Question

a regular hexagon is inscribed in a circle with a radius of 10 cm. find the area of the shaded region shown. (use the exact answer. use pi as \\(\pi\\) in any solution for.)

Explanation:

Step1: Find the area of the circle

The formula for the area of a circle is $A_{circle}=\pi r^{2}$, where $r = 10$ cm. So $A_{circle}=\pi\times10^{2}=100\pi$ $cm^{2}$.

Step2: Find the area of the regular hexagon

A regular hexagon can be divided into six equilateral triangles. The side - length of the regular hexagon inscribed in a circle of radius $r$ is equal to the radius of the circle, i.e., $a = r=10$ cm. The area of an equilateral triangle with side - length $a$ is $A_{\triangle}=\frac{\sqrt{3}}{4}a^{2}$. For $a = 10$ cm, $A_{\triangle}=\frac{\sqrt{3}}{4}\times10^{2}=25\sqrt{3}$ $cm^{2}$. The area of the hexagon $A_{hexagon}=6\times A_{\triangle}=6\times25\sqrt{3}=150\sqrt{3}$ $cm^{2}$.

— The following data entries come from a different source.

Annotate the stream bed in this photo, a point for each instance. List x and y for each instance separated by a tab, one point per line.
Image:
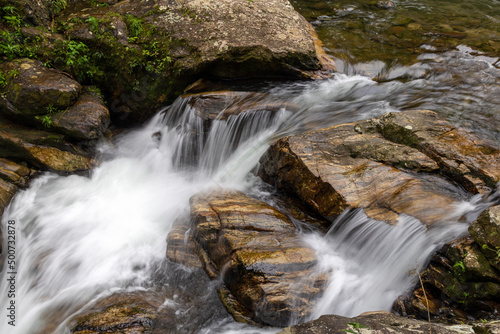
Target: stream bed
84	238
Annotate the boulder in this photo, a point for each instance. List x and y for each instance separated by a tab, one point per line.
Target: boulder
268	274
169	44
486	232
16	174
7	191
231	39
180	244
87	119
405	162
459	284
383	323
125	314
41	149
34	89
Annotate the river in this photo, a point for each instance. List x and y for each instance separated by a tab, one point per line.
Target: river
82	238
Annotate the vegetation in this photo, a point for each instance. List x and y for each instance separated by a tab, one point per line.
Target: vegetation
356	326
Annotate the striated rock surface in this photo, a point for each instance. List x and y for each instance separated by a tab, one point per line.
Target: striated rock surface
41	149
180	244
459	284
388	165
485	230
383	323
124	314
267	273
87	119
151	50
33	89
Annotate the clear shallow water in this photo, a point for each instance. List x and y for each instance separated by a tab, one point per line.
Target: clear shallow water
80	239
83	238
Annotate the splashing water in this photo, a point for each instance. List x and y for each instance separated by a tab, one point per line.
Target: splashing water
80	238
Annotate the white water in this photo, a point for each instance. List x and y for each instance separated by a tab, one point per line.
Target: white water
79	238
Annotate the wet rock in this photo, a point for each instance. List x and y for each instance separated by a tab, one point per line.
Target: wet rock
379	323
180	244
385	4
486	232
267	271
7	191
34	89
459	284
39	12
125	314
87	119
387	166
43	150
14	173
180	41
219	105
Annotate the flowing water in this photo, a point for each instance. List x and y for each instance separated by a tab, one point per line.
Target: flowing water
83	238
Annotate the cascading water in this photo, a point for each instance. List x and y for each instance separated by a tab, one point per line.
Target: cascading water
82	238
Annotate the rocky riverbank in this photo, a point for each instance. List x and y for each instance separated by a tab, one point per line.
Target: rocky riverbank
81	69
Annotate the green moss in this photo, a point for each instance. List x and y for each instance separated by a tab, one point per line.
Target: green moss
398	134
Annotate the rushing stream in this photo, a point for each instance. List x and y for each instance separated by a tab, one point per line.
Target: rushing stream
83	238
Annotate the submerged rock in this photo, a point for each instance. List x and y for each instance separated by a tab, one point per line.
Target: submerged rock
486	232
268	274
387	166
125	314
383	323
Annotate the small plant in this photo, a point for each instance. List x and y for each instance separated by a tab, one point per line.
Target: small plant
59	5
9	45
47	121
460	266
355	326
3	80
51	109
134	25
93	24
11	16
99	4
496	251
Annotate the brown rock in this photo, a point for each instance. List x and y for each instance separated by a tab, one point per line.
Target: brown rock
35	88
124	314
377	323
14	173
263	264
87	119
7	191
41	149
387	166
180	244
486	232
184	40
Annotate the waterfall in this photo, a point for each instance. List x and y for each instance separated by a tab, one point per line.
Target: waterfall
79	238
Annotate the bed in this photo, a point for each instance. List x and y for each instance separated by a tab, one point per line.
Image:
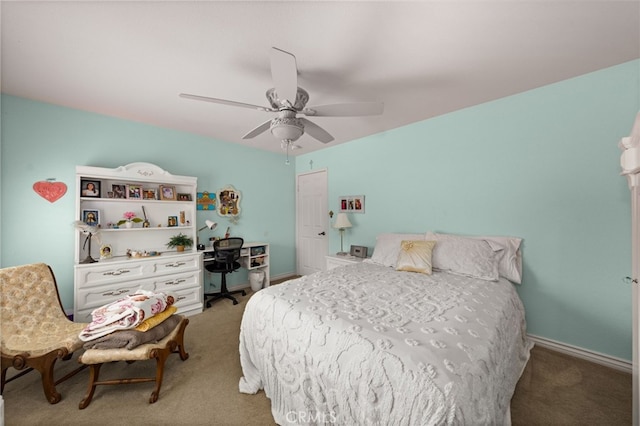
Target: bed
378	343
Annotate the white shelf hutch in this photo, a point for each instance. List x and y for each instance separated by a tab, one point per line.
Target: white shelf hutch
96	284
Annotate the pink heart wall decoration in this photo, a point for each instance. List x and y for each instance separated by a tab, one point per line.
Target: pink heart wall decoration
50	191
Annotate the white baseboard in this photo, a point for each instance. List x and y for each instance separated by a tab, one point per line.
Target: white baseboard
598	358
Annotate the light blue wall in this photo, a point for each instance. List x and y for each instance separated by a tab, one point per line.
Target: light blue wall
41	141
541	165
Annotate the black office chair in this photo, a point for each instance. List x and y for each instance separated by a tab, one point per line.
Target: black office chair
226	253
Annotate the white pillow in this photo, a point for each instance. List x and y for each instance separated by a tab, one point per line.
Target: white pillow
466	256
510	263
388	247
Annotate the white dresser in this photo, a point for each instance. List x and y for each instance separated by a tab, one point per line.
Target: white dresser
97	284
169	203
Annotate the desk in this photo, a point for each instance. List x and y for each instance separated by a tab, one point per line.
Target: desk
252	256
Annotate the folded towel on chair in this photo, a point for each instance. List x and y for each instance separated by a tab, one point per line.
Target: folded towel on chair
125	313
149	323
131	339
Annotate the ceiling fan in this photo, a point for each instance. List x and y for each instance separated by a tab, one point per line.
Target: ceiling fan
288	100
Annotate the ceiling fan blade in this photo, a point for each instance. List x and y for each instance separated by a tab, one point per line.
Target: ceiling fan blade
358	109
260	129
225	102
315	131
284	73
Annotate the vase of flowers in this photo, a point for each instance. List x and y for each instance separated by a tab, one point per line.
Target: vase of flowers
129	219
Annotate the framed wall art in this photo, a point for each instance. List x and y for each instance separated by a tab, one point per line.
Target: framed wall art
91	217
167	193
149	194
351	203
206	201
119	191
90	188
229	201
134	191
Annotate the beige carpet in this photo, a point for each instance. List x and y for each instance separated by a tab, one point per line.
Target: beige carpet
203	390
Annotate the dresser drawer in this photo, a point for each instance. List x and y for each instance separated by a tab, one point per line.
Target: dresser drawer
96	275
175	264
172	283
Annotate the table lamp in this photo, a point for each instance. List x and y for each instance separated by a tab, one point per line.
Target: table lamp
342	222
208	224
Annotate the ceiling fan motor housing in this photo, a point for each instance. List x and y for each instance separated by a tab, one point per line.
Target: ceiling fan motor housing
286	126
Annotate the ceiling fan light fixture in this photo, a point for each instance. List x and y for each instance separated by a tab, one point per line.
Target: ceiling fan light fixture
287	128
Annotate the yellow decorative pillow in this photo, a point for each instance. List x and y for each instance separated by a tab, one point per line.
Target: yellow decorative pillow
415	256
149	323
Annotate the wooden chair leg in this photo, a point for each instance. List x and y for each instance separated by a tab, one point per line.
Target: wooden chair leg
45	366
94	372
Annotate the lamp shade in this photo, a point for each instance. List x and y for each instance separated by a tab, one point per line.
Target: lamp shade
342	221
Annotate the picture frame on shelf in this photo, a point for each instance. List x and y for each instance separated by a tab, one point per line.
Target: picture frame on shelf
119	191
351	204
90	188
149	194
134	192
206	200
167	193
105	251
91	217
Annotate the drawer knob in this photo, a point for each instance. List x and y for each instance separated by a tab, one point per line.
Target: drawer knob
118	272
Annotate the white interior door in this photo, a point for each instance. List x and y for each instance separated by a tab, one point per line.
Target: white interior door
312	219
635	271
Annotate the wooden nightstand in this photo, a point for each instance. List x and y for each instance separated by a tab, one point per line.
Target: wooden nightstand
333	261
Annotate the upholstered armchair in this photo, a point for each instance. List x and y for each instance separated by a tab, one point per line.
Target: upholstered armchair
34	331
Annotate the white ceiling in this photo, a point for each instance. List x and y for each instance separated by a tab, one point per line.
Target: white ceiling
422	59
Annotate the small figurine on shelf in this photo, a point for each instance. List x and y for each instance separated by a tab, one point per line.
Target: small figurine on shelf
129	219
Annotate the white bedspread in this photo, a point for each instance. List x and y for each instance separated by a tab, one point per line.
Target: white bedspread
366	345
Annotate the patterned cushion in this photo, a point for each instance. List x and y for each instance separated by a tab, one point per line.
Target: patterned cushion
31	318
415	256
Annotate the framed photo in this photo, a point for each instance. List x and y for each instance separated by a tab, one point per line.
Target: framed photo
149	194
90	188
352	204
119	191
134	191
167	192
105	251
91	217
206	201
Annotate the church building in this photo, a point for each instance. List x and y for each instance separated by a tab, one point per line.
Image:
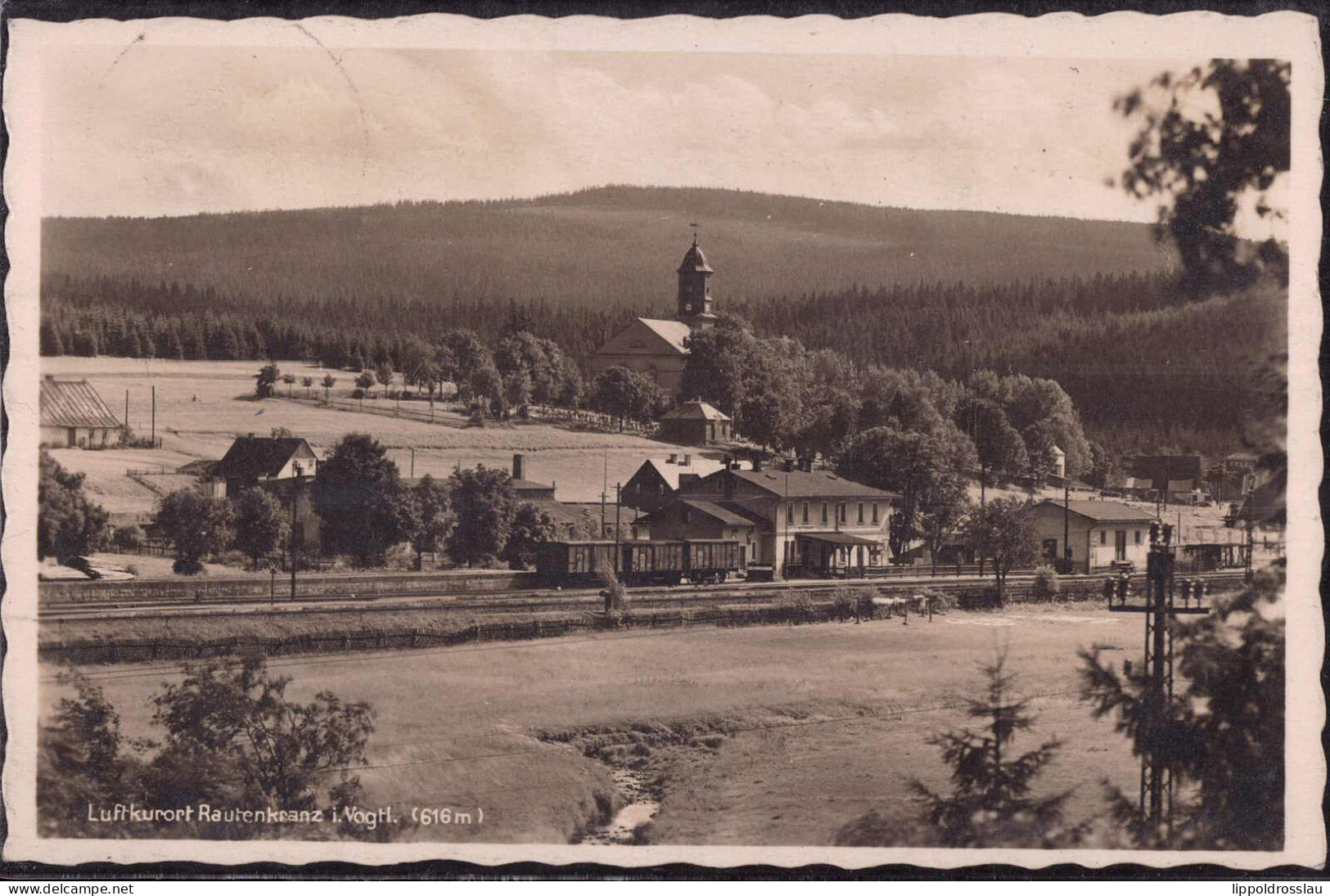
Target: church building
656	347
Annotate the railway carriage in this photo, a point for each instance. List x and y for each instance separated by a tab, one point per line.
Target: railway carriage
710	560
653	563
583	564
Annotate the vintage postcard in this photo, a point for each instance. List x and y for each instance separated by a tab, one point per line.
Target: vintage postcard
724	442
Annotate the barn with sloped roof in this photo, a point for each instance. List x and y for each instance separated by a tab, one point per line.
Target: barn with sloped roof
74	416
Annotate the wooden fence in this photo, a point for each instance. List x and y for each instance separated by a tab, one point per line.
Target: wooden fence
443	415
192	651
309	585
857	606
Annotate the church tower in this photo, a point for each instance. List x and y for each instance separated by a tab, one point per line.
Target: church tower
695	295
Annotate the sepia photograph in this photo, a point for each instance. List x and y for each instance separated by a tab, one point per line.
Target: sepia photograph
666	440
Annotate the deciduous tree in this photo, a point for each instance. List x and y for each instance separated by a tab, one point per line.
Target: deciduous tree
359	499
196	525
261	524
1223	736
483	502
1202	163
1002	529
530	527
434	516
68	524
268	376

Step3: Find the area of the shaded region

The area of the shaded region $A = A_{circle}-A_{hexagon}=100\pi - 150\sqrt{3}$ $cm^{2}$. Calculate the numerical value: $A\approx100\times3.14159-150\times1.73205=314.159 - 259.8075 = 54.3515\approx54.4$ $cm^{2}$.

Answer:

$54.4$ $cm^{2}$